That's right, famine. As in: "the worst famine in the history of mankind." Some estimates put the total as high as 43 million dead.

Over a period of three years, beginning in 1958, China's agricultural production completely bottomed out. The combination of the economic policies of the Great Leap Forward along with an unprecedented drought resulted in disaster for domestic food production.

The entire population suffered. People all over China were starving. But hardest hit were the hapless populace of rural Henan province. When the farmers could not meet their production quotas in 1959, the local government declared that the farmers were hiding their harvests and denounced the citizenry as enemies of the people. Military patrols were sent to locate these hidden caches of grain. The soldiers beat families who failed to cough up the food they were assumed to have hidden.

When winter arrived, the peasants had nothing to eat but tree bark and grass. The officials saw to it that the families' cooking pots were smashed, to prevent them from cooking grass soup. As an incentive to finally release their hidden stores of food, thousands of peasants were tortured and murdered by the local government. Military forces patrolled train stations and roads to block escape.

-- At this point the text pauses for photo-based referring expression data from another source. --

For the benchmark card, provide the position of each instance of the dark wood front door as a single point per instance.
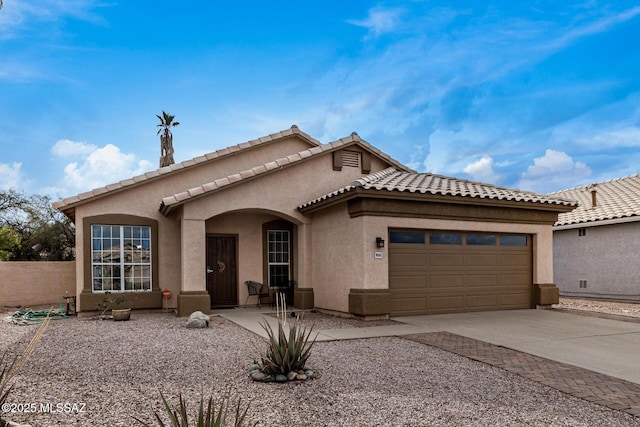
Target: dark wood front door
(222, 271)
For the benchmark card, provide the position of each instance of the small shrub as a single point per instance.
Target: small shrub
(212, 416)
(107, 302)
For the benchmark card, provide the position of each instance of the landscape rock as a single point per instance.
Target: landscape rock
(258, 375)
(198, 320)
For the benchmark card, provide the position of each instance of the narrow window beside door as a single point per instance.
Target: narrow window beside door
(279, 265)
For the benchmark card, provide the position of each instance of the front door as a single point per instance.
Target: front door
(222, 272)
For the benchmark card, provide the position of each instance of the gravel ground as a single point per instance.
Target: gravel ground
(116, 370)
(600, 307)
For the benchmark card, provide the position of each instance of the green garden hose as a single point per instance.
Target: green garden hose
(26, 316)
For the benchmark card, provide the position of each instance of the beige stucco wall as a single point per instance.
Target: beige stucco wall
(606, 257)
(35, 283)
(350, 262)
(144, 201)
(182, 235)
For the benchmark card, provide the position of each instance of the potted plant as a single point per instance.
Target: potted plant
(107, 304)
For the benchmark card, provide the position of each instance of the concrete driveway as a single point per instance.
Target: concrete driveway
(610, 347)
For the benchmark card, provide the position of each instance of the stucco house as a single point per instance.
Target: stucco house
(357, 231)
(596, 246)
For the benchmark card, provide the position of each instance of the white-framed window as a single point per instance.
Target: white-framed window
(278, 258)
(120, 258)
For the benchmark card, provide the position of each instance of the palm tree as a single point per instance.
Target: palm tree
(166, 138)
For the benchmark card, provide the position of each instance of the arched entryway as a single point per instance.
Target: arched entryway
(249, 245)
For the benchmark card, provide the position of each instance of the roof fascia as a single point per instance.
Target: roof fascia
(597, 223)
(354, 192)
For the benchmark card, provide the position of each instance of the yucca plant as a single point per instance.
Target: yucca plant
(286, 352)
(212, 416)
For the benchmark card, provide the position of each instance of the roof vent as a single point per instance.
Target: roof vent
(594, 194)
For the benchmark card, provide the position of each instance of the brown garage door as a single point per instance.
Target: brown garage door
(435, 271)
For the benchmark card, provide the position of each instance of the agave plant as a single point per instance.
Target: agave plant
(286, 352)
(212, 416)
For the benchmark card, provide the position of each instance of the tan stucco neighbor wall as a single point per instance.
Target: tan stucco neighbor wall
(36, 283)
(606, 257)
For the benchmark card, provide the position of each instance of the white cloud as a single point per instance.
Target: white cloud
(68, 148)
(482, 170)
(379, 21)
(10, 176)
(554, 171)
(98, 166)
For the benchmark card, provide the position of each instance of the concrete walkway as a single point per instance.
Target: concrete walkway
(609, 347)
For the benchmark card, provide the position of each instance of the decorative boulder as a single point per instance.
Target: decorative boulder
(198, 320)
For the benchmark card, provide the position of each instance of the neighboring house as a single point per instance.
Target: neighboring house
(356, 230)
(596, 246)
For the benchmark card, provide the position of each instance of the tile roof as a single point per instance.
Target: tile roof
(70, 201)
(425, 183)
(170, 202)
(617, 200)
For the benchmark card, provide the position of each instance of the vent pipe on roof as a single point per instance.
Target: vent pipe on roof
(594, 193)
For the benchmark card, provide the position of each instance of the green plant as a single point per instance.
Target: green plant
(212, 416)
(286, 352)
(9, 369)
(107, 302)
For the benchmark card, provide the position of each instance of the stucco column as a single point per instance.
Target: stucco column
(545, 292)
(193, 294)
(303, 294)
(372, 299)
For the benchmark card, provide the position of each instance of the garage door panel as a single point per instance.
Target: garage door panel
(514, 279)
(429, 279)
(446, 282)
(514, 260)
(481, 260)
(446, 260)
(480, 280)
(449, 303)
(408, 305)
(516, 300)
(408, 282)
(481, 301)
(407, 259)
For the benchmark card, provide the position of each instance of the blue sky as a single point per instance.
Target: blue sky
(536, 95)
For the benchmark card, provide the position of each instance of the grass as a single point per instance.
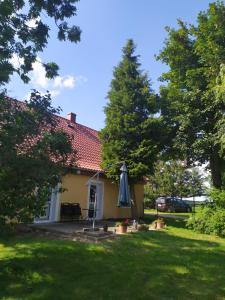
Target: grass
(175, 263)
(154, 211)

The people had nothing to eat. They filled their stomachs with whatever they could find: leaves, weeds, leather, straw, feathers, dirt. When they had run out of everything, absolutely everything, they finally resorted to cannibalism. People dug up freshly buried corpses. When somebody died, it was common for family members to hide the fact and keep the body for themselves. The government turned a blind eye to the situation, as people were rarely prosecuted for cannibalism.

By 1961, Mao had no choice but to relent. He swallowed his pride and bought grain on the world market. He was forced to disband the communes and return to proven farming methods. The backyard steel efforts were abandoned. In political terms, the failure of the Great Leap Forward was a stunning personal defeat for Mao. And the critics inside his own government began to gather momentum.

little_red_book_shrunk During the next five years, Mao learns to better manage his public relations. At his direction, the Chairman's "little red book" is published, containing pithy quotations about the nature of struggle and so on. A cult of personality is born. Which brings us to Mao's other major achievement. In August of 1966, Mao launched The Cultural Revolution, an effort to purge the country of all dissident thought (by means of bashing in the brains of all dissident thinkers).

mao_redbook_poster_shrunk Leveraging his newfound popularity among the youth, Mao called for students to abandon their studies and form militia groups, to aid the army in the ouster of undesirables. The youths happily complied. Upwards of 11 million schoolchildren joined the Red Guard and traveled to Beijing to await further orders. Mao's defense minister told the mobs that their mission was destroy every throwback of traditional culture and philosophy.

Predictably, the Red Guard began by murdering teachers and school administrators. Then they destroyed the Tibetan monasteries. Foreign diplomats were lynched. Next were artists, scholars, and intellectuals. And whenever Mao denounced one of his former comrades, the Red Guard made it their mission to eradicate the offender. And when they ran out of enemies to torture and kill, the various Red Guard factions turned on each other, resulting in street warfare.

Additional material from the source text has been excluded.